Yachts sailing with a crew of two, a crew of three or four or an all-female crew of any number may compete in the double-handed, short-handed, and all-female competitions respectively. Prizes are the Double-Handed Trophy, the short-handed L. Bryon Kingery, Jr. Memorial Trophy and the Commodore Faith Paulsen Trophy for the ladies.
A “family” yacht racing for the Beverly Family Trophy is one with a crew of five or more with all or all-but-one being members of a single household or a single family may race for the family prize. Persons related to a common grandparent and spouses of these “family”, too.
The Offshore Youth Challenge Trophy encourages youth participation. A "Youth" yacht has at least four (4) youths aboard with at least 66% of the crew qualified as youths. A youth sailor must be 16 years of age or older but not more than 23 years old by June 14, 2019. One or more adults at least 23 years old by June 14, 2019 must be on board.
The Beverly Yacht Club Polaris Trophy is a prize for stargazers. If a yacht has elected to be celestially navigated, she will receive a 3% favorable adjustment to her ORR rating.
About the Marion Bermuda Race
The 2019 race is the 22nd Marion Bermuda Race and the 42nd year for the 645-mile open ocean challenge for cruiser type yachts.
The first Marion-Bermuda Cruising Yacht Race in 1977 saw 104 starters cross the line. Over the forty-two years since that first race the race has evolved into a true offshore challenge for cruising yachts, amateur, family and youth sailors. Special prizes abound to emphasis celestial navigation, short handed sailing, family crews and regional competition. The race is handicapped under the ORR rating system to assure the fairest scoring available for ocean racing yachts.
About the Marion Bermuda Cruising Yacht Race Association
The Marion Bermuda Race encourages the development of blue-water sailing skills on seaworthy yachts that can be handled safely offshore with limited crew. The Marion Bermuda Race is a 501(c)(3) organization and among other educational efforts, supports and encourages Youth Sailing programs. The Marion to Bermuda Race is organized and run entirely by hundreds of volunteering members of The Beverly Yacht Club (BYC), The Blue Water Sailing Club (BWSC) and The Royal Hamilton Amateur Dinghy Club (RHADC) for the Marion Bermuda Cruising Yacht Race Association.

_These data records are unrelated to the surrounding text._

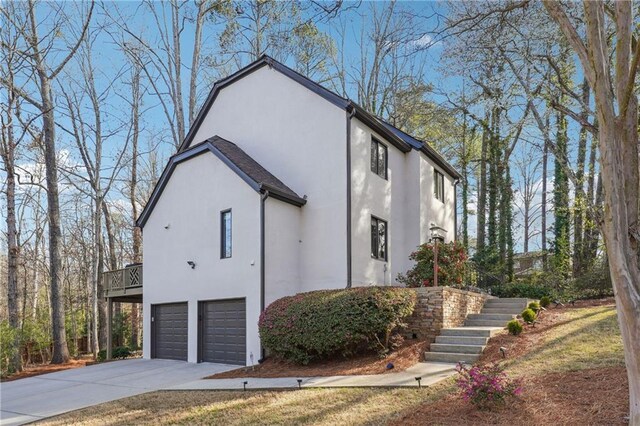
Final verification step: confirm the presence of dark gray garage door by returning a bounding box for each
[199,299,247,365]
[151,303,188,361]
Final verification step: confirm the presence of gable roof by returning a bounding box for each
[178,55,460,179]
[136,136,307,228]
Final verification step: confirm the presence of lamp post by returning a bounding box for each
[429,223,447,287]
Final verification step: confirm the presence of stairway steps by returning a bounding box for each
[429,343,484,354]
[440,327,500,337]
[464,319,509,328]
[484,297,530,306]
[480,308,524,315]
[424,352,480,363]
[467,312,515,321]
[436,336,489,346]
[482,303,527,313]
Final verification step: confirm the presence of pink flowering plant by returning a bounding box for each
[397,241,467,287]
[456,363,522,409]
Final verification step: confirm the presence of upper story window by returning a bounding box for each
[371,138,387,179]
[371,216,387,260]
[220,209,232,259]
[433,170,444,202]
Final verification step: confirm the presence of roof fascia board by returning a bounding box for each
[350,103,411,153]
[136,140,307,228]
[260,183,307,207]
[420,143,462,179]
[178,56,349,152]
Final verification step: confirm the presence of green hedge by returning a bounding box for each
[258,287,416,364]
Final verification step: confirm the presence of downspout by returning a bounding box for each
[260,191,269,360]
[347,106,356,288]
[453,179,460,241]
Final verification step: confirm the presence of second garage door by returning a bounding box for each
[199,299,247,365]
[151,303,188,361]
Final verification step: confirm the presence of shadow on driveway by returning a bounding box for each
[0,359,238,425]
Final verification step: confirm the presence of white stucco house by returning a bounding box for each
[137,56,459,365]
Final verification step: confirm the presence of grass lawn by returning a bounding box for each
[38,306,627,425]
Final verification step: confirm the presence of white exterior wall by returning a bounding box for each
[351,118,408,286]
[351,118,455,286]
[265,198,304,307]
[416,153,456,244]
[143,152,260,364]
[193,67,347,291]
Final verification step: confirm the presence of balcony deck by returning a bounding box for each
[102,263,142,302]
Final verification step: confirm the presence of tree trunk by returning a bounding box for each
[573,79,590,277]
[476,110,491,255]
[0,91,26,372]
[544,0,640,426]
[540,116,549,271]
[38,75,69,364]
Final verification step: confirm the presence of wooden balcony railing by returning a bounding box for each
[102,263,142,297]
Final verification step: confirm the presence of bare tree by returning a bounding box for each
[515,149,543,253]
[0,27,24,372]
[0,0,94,364]
[544,0,640,425]
[59,29,126,356]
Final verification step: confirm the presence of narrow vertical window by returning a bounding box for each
[433,170,444,202]
[220,209,232,259]
[371,138,387,179]
[371,216,387,260]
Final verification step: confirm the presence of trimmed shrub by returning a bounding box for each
[258,287,416,364]
[456,364,522,409]
[507,320,522,336]
[527,302,540,314]
[98,346,132,362]
[397,241,467,287]
[520,308,536,324]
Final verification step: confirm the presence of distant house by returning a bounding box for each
[132,56,459,365]
[513,251,545,276]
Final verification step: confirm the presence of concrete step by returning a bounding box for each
[429,343,484,354]
[440,326,504,337]
[484,297,530,306]
[436,336,489,346]
[482,303,527,312]
[467,312,515,321]
[424,352,480,363]
[464,319,509,328]
[480,308,524,315]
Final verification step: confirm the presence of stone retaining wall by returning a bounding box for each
[405,287,494,342]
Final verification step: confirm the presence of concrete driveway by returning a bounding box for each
[0,359,238,425]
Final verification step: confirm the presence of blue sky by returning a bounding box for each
[3,1,592,256]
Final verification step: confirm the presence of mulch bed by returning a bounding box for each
[479,297,615,364]
[394,367,629,425]
[207,340,427,379]
[394,298,629,425]
[0,359,93,382]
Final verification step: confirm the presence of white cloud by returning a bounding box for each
[412,34,440,48]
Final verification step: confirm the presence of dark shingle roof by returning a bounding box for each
[178,55,460,179]
[208,136,301,203]
[136,136,307,228]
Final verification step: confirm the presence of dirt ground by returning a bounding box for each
[0,358,93,382]
[207,340,427,379]
[393,298,629,425]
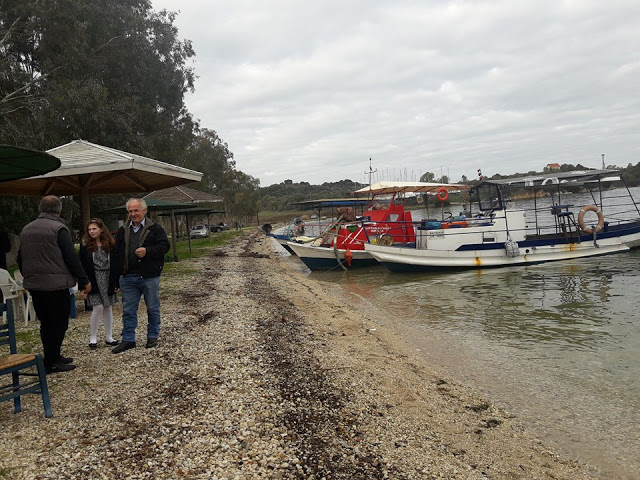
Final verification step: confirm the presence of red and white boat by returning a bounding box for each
[287,182,467,270]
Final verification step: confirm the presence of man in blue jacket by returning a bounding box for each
[111,198,170,353]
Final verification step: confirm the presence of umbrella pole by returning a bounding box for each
[80,188,91,231]
[171,210,178,262]
[184,213,193,253]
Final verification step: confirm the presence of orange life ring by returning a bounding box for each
[436,187,449,202]
[578,205,604,235]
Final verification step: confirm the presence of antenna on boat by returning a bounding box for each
[364,158,378,188]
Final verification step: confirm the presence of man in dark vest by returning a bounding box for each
[111,198,170,353]
[18,195,91,373]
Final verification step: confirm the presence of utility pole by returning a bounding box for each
[364,158,378,188]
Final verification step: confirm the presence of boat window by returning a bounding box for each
[476,184,503,212]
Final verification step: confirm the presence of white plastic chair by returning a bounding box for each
[13,270,38,325]
[0,268,26,322]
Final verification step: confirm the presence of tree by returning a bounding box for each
[179,128,236,195]
[0,0,196,159]
[220,169,260,218]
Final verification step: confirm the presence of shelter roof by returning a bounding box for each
[144,186,224,203]
[291,198,369,208]
[477,170,620,187]
[3,140,202,195]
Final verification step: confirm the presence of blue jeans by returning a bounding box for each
[120,274,160,342]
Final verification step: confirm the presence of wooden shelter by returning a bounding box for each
[1,140,202,224]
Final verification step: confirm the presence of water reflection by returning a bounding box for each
[314,253,640,350]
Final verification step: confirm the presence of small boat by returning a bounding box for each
[365,170,640,272]
[287,182,467,270]
[263,198,369,255]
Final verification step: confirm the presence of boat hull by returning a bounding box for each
[365,233,640,272]
[287,242,378,271]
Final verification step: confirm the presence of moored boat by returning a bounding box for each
[365,170,640,271]
[287,182,466,270]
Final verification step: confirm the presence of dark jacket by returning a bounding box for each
[18,213,88,292]
[111,217,171,278]
[78,245,120,296]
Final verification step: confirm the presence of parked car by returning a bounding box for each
[189,225,209,238]
[211,222,229,233]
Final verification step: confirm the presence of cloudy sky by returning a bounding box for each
[152,0,640,186]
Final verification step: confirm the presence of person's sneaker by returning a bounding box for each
[44,362,76,373]
[111,342,136,353]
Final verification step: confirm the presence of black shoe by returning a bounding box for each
[111,342,136,353]
[44,362,76,373]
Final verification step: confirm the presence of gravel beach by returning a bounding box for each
[0,231,595,480]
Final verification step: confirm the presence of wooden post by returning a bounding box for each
[171,210,178,262]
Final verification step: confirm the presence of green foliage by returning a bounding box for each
[0,0,259,232]
[260,180,363,212]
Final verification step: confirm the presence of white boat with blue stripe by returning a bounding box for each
[365,170,640,272]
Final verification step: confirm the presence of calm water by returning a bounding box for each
[280,232,640,479]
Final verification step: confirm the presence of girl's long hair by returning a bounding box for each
[82,218,116,252]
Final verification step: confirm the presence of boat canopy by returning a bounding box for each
[475,170,620,188]
[291,198,369,209]
[353,182,471,195]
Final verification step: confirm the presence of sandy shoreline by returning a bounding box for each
[0,233,591,479]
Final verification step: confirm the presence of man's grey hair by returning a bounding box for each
[127,198,147,210]
[40,195,62,215]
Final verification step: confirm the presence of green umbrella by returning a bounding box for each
[0,145,60,182]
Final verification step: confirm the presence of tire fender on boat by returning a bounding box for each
[578,205,604,235]
[378,233,393,247]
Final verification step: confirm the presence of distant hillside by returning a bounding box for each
[260,162,640,212]
[260,180,364,212]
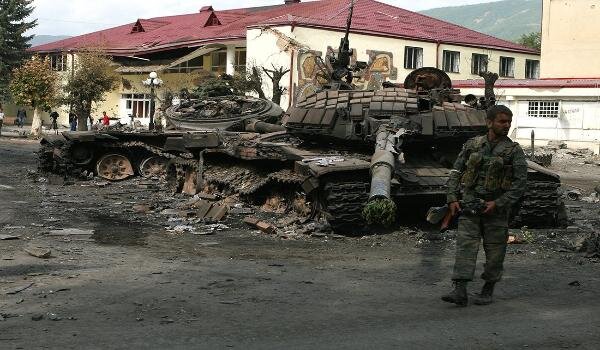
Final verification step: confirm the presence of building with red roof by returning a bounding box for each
[25,0,539,126]
[454,0,600,154]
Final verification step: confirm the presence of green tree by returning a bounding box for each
[63,51,119,130]
[9,56,59,137]
[0,0,37,100]
[517,32,542,51]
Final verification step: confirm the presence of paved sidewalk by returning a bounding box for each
[0,124,69,138]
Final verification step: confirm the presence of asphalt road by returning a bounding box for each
[0,138,600,349]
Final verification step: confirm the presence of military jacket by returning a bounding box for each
[447,135,527,209]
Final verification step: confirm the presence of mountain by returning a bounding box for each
[29,35,70,46]
[421,0,542,41]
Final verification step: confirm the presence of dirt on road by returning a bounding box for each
[0,138,600,349]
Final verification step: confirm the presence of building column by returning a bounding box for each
[225,45,235,75]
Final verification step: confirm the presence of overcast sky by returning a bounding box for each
[32,0,497,35]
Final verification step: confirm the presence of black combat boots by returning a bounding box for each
[442,281,469,306]
[473,282,495,305]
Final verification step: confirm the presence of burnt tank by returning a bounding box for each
[278,67,565,230]
[39,96,284,181]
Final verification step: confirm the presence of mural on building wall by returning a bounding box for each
[294,46,398,99]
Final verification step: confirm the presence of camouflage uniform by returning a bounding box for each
[447,135,527,282]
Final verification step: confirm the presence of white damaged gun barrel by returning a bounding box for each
[369,126,397,201]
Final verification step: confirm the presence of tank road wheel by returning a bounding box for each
[139,156,169,177]
[322,181,369,236]
[96,154,134,181]
[71,144,94,165]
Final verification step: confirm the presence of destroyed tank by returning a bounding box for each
[169,68,566,234]
[39,96,283,181]
[285,68,566,228]
[40,1,565,234]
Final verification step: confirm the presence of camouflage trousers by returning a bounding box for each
[452,212,508,282]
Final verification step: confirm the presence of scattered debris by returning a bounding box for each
[48,228,94,236]
[167,225,194,233]
[23,247,52,259]
[46,312,62,321]
[506,235,525,244]
[566,190,581,201]
[133,204,152,214]
[193,224,229,235]
[6,282,33,295]
[244,216,277,235]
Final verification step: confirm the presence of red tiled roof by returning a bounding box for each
[31,0,538,55]
[452,78,600,89]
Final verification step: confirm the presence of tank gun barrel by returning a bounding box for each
[369,126,396,201]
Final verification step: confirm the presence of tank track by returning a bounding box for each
[203,164,305,196]
[167,157,198,193]
[525,151,553,167]
[322,181,369,235]
[38,141,193,177]
[511,180,567,228]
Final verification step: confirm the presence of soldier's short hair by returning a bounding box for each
[487,105,512,120]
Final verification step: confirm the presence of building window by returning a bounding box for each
[50,54,67,72]
[500,56,515,78]
[169,56,204,73]
[525,60,540,79]
[121,94,150,118]
[527,101,560,118]
[210,51,227,74]
[234,49,246,73]
[471,53,489,75]
[404,46,423,69]
[442,50,460,73]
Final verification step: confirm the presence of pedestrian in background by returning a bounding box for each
[0,107,4,135]
[50,111,58,135]
[153,107,163,132]
[69,112,77,131]
[102,112,110,126]
[17,107,27,128]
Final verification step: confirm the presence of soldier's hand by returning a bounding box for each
[448,202,462,217]
[483,201,496,214]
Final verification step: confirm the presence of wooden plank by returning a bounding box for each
[304,109,325,124]
[350,103,362,119]
[465,109,481,128]
[421,114,433,135]
[288,108,308,123]
[321,108,335,127]
[456,109,471,128]
[433,110,448,129]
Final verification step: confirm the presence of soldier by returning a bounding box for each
[442,106,527,306]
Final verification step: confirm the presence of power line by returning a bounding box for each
[37,17,123,26]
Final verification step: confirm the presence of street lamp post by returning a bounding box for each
[142,72,162,130]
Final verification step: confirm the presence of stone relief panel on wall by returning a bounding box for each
[294,47,398,101]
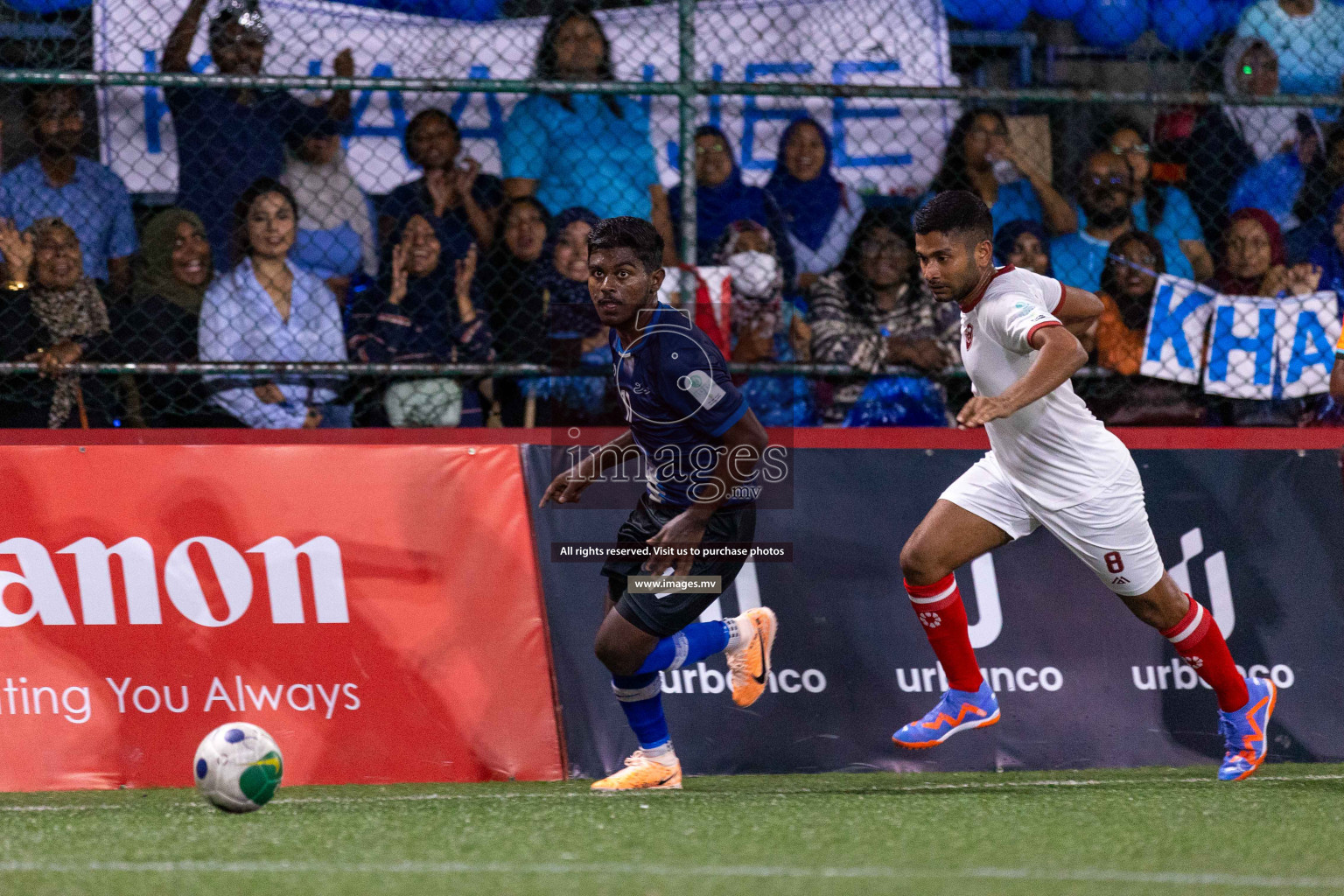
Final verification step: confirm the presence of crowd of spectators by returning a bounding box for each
[0,0,1344,429]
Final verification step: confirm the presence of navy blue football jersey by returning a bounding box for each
[610,304,758,507]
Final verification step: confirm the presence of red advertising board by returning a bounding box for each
[0,444,564,790]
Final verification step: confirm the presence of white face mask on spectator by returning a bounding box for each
[729,251,780,298]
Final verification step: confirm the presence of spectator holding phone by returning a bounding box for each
[163,0,355,270]
[378,108,504,259]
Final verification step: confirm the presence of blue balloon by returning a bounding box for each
[976,0,1031,31]
[5,0,93,16]
[943,0,1031,31]
[1153,0,1219,52]
[1031,0,1088,18]
[1074,0,1148,50]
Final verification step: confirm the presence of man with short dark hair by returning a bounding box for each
[161,0,355,270]
[1050,149,1195,293]
[892,191,1276,780]
[0,86,140,296]
[539,218,778,791]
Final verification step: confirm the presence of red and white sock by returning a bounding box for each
[1163,594,1250,712]
[906,575,984,690]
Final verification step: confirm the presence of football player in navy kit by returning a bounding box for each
[540,218,778,791]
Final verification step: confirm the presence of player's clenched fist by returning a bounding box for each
[957,395,1013,430]
[536,466,592,508]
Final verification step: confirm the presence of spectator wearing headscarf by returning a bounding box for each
[529,208,612,424]
[714,220,813,426]
[279,122,378,304]
[1208,208,1289,296]
[668,125,794,284]
[160,0,355,270]
[378,108,504,259]
[923,108,1078,235]
[477,196,551,426]
[1096,231,1166,376]
[809,208,961,426]
[0,218,116,430]
[1184,38,1268,246]
[765,118,863,289]
[0,85,137,298]
[995,219,1055,276]
[349,215,494,426]
[1081,231,1207,426]
[113,208,236,427]
[1236,0,1344,94]
[1102,118,1214,279]
[1208,208,1316,426]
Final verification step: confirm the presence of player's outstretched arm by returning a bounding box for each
[1055,286,1102,340]
[644,409,770,575]
[957,326,1088,430]
[536,430,634,508]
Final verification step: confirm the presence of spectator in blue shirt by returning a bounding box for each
[1102,118,1214,281]
[163,0,355,270]
[668,125,794,284]
[1236,0,1344,94]
[500,7,672,256]
[0,86,138,296]
[199,178,351,430]
[1050,149,1195,293]
[925,108,1078,234]
[378,108,504,265]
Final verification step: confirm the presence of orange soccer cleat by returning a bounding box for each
[592,750,682,793]
[725,607,780,707]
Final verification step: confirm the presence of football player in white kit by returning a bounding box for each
[892,191,1276,780]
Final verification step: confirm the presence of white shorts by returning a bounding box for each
[942,452,1166,597]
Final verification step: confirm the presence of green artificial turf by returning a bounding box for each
[0,765,1344,896]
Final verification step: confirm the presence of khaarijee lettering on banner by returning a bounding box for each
[1140,274,1341,400]
[93,0,958,197]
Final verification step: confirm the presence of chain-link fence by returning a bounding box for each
[0,0,1344,427]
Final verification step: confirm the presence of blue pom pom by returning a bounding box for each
[5,0,91,16]
[1153,0,1214,52]
[1074,0,1148,50]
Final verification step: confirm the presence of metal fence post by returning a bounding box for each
[677,0,697,306]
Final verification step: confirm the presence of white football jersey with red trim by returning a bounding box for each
[961,264,1134,510]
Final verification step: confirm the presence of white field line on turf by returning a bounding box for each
[0,775,1344,811]
[0,861,1344,889]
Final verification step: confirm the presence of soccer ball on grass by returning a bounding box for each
[192,721,284,813]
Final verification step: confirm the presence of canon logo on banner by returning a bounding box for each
[0,535,349,627]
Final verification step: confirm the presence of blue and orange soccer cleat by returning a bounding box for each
[891,681,998,750]
[1218,678,1278,780]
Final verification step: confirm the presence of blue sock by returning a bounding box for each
[634,620,732,676]
[612,672,672,750]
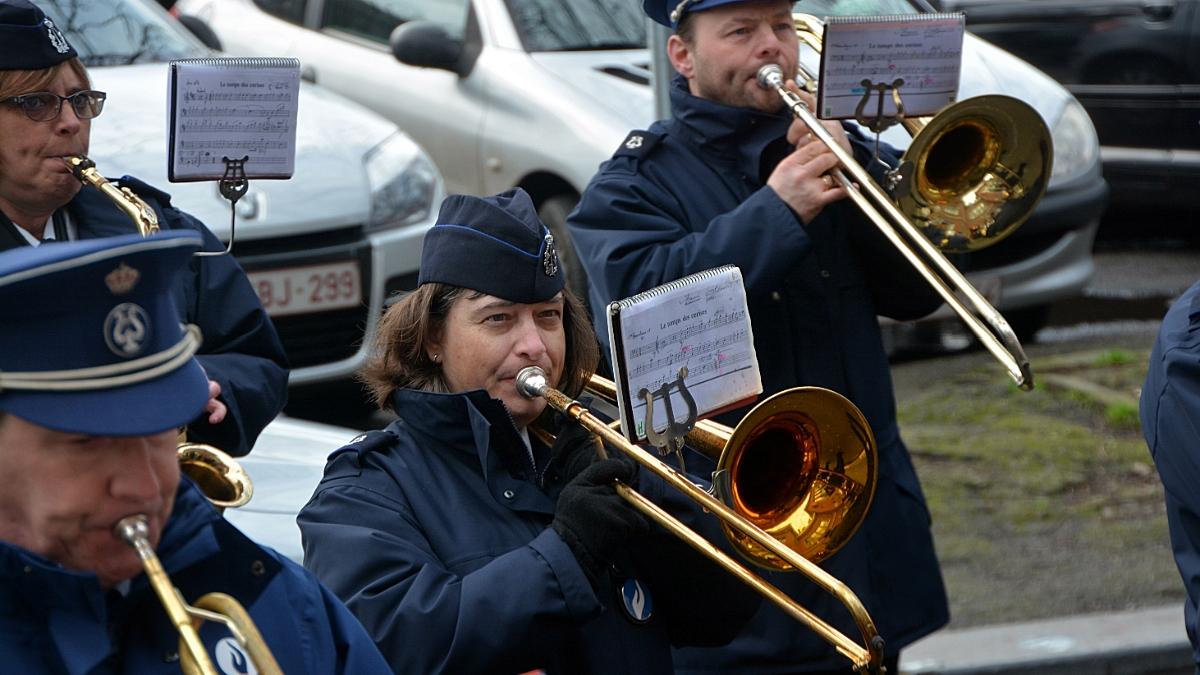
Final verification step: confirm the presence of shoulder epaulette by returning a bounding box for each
[337,430,396,454]
[612,130,662,159]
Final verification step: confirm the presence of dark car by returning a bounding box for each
[940,0,1200,219]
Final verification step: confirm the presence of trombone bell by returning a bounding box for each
[893,95,1054,252]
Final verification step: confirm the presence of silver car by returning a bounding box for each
[178,0,1108,339]
[45,0,443,384]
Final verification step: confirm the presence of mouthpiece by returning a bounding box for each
[62,155,96,180]
[517,365,550,399]
[756,64,784,89]
[114,514,150,545]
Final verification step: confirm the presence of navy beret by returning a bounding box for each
[0,0,78,71]
[642,0,763,28]
[418,187,563,303]
[0,232,209,436]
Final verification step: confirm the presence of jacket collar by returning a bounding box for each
[671,74,792,178]
[391,389,540,482]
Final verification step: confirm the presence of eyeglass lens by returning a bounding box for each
[12,89,104,121]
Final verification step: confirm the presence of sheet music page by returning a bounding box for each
[817,13,965,119]
[610,265,762,438]
[168,59,300,181]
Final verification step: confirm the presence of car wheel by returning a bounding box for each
[538,195,588,303]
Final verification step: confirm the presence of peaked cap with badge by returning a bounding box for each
[0,232,209,436]
[418,187,563,303]
[642,0,748,28]
[0,0,78,71]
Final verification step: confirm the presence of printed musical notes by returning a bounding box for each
[168,59,300,181]
[608,265,762,440]
[817,13,964,119]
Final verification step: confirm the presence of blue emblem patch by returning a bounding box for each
[620,579,654,623]
[104,303,150,358]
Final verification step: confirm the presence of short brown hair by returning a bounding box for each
[358,283,600,410]
[0,56,91,98]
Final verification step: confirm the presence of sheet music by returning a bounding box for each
[817,13,965,119]
[168,59,300,181]
[610,265,762,438]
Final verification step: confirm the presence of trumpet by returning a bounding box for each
[516,366,883,673]
[758,14,1052,390]
[114,443,282,675]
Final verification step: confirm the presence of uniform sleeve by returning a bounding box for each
[632,458,762,647]
[164,207,288,456]
[298,466,600,673]
[568,169,809,307]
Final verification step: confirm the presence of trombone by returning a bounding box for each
[114,443,283,675]
[516,366,883,673]
[758,14,1052,390]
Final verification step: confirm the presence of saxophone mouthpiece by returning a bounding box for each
[756,64,784,89]
[62,155,96,180]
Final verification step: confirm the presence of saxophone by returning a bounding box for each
[64,156,282,675]
[64,156,158,237]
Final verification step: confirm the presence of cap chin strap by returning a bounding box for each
[671,0,696,24]
[0,323,200,392]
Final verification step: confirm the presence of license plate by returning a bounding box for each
[246,262,362,316]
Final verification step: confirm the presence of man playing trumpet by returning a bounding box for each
[0,233,390,675]
[0,0,288,456]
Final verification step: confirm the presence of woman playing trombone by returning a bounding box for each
[299,189,758,673]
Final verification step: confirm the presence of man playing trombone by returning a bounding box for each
[0,232,391,675]
[568,0,948,673]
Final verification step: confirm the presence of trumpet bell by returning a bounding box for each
[175,443,254,510]
[893,95,1054,252]
[716,387,878,571]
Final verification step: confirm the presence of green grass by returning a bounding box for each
[898,350,1182,627]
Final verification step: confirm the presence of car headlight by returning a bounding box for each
[1050,98,1100,185]
[362,132,442,229]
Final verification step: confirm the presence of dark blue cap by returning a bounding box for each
[418,187,563,303]
[642,0,746,28]
[0,232,209,436]
[0,0,77,71]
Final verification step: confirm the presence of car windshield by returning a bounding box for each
[37,0,208,67]
[505,0,920,52]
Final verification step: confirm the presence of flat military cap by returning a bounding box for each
[0,232,209,436]
[418,187,563,303]
[642,0,768,28]
[0,0,77,71]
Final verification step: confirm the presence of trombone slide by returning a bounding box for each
[517,366,883,673]
[758,64,1033,390]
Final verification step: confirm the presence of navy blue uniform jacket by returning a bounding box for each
[1141,278,1200,674]
[0,175,288,456]
[568,77,949,673]
[298,389,758,675]
[0,478,391,675]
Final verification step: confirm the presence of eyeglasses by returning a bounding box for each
[0,89,108,121]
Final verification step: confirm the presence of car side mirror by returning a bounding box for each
[388,20,464,74]
[179,14,224,52]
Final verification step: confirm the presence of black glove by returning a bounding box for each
[550,458,650,589]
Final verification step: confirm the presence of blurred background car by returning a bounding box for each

Marion Bermuda Handicap Adjustment Introduced
Marion MA, May 21, 2019: When the 2019 Marion Bermuda Race starts June 14, the Founders Division boats will be sailing under a unique, new “anti-bias” adjustment of the ORR handicap system. The adjustment designed by race organizers in collaboration with the Offshore Racing Association (ORA) should remove the bias against faster boats by eliminating the “Parking Lot” effect.
The "Parking Lot Effect" is the bias which occurs when faster boats lose time against slower boats in low-wind or no-wind conditions that are usually experienced south of the Gulf Stream and north of Bermuda and often as evening falls on boats at the mouth of Buzzards Bay.
Prepping the Celestial Boat for the Marion to Bermuda Race — Including the New AIS Rules
By Ron Wisner
Every boat owner has a winter “boat list” of projects and maintenance as the boat is being readied for the next season. However, if the owner is doing the Bermuda race, the usual winter’s “boat list” has doubled.
The celestial boat has some additional preparations that the other boats do not. Some of this additional preparation stems from the fact that we cannot use our electronic instruments. Other preparations come from the nature and practice of the actual navigation.